All about EPF, PPF & VPF

Presenting Investor Education Originals, where we simplify the basics of personal finance and investing for you. In this video, we explain all you need to know about EPF, PPF & VPF.



EPF, PPF & VPF are your best investment options for government-guaranteed returns and tax deductions.

1. EPF (Employees Provident Fund):

12% of your basic salary goes into your EPF account to help you save money for retirement. Not only do you get a tax deduction, but also earn 8.5% guaranteed interest under section 80-C of the Income Tax Act. 

2. VPF (Voluntary Provident Fund): 

VPF works exactly like EPF and earns the same interest rate of 8.5%. You can choose to invest 100% of your basic salary in VPF, and avail of tax deduction under section 80-C. 

3. PPF (Public Provident Fund):

PPF is suitable for both salaried and self-employed people. As of today, PPF gives you a return of 7.1% with a lock-in period of 15 years.
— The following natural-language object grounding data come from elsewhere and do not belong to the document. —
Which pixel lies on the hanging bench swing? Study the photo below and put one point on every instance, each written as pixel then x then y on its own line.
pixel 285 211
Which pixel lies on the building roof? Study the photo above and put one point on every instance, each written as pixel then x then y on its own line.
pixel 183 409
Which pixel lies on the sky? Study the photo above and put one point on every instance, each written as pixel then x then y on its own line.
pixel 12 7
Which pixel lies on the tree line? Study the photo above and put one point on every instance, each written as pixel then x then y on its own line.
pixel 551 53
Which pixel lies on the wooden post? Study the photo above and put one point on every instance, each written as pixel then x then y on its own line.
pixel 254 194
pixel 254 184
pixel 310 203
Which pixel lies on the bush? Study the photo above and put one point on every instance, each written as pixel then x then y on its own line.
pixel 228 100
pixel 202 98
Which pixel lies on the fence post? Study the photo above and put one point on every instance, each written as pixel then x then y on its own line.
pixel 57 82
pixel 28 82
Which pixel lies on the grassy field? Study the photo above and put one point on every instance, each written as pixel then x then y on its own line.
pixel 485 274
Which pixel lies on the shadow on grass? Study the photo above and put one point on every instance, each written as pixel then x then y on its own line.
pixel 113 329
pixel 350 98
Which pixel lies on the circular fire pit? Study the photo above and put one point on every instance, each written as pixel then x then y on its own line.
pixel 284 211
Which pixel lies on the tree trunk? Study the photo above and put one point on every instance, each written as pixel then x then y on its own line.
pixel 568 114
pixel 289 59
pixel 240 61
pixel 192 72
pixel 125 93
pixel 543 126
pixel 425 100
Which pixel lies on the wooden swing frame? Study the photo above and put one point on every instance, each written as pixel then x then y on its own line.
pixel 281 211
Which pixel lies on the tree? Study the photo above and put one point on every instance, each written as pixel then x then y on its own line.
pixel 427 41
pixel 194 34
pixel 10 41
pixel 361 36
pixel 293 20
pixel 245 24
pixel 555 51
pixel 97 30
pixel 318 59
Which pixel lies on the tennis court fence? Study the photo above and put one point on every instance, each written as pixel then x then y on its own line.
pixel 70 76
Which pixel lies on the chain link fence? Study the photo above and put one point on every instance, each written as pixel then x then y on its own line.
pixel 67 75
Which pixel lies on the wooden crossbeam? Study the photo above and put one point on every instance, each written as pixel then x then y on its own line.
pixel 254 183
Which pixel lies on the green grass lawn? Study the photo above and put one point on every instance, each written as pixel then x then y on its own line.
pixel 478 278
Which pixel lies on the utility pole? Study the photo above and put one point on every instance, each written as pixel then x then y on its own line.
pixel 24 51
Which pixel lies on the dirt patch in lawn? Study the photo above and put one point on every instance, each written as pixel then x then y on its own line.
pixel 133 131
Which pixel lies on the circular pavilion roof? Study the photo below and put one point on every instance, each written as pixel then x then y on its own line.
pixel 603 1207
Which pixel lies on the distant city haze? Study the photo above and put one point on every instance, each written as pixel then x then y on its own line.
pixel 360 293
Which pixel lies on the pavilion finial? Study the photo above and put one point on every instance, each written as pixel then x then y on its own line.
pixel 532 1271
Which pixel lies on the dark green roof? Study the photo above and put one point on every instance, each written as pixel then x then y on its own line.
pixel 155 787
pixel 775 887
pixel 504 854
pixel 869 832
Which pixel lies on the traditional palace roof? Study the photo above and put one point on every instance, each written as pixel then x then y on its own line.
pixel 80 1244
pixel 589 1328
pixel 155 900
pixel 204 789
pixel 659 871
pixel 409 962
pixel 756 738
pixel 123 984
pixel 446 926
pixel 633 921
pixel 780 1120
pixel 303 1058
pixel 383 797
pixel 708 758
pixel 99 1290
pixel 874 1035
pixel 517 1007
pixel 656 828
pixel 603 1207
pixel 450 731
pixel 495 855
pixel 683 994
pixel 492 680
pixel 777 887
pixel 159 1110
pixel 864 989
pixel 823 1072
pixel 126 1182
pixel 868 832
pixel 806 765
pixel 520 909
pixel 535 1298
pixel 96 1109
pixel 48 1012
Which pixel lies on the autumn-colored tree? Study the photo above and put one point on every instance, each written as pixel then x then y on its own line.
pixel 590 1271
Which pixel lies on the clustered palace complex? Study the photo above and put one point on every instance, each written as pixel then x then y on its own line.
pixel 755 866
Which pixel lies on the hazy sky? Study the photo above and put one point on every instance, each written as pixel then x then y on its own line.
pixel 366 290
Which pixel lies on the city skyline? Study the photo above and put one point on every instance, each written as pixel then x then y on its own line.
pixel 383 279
  1. EPF, VPF & PPF all three are long-term investments and therefore not liquid.
  2. The minimum annual amount required to keep the account your EPF & PPF active is Rs 500, and the maximum amount that can be deposited in a financial year is Rs 1.5 Lakh.
  3. VPF has the same lock-in period as EPF. While partial withdrawal is allowed in VPF, the amount will be considered tax-free only if the investment is at least 5 year old.
  4. Partial withdrawal from EPF is permitted in case of emergencies. However, tax exemption on EPF corpus is allowed only if you have invested continuously for 5 years.
  5. Partial withdrawal is allowed in PPF after completion of 5 financial years.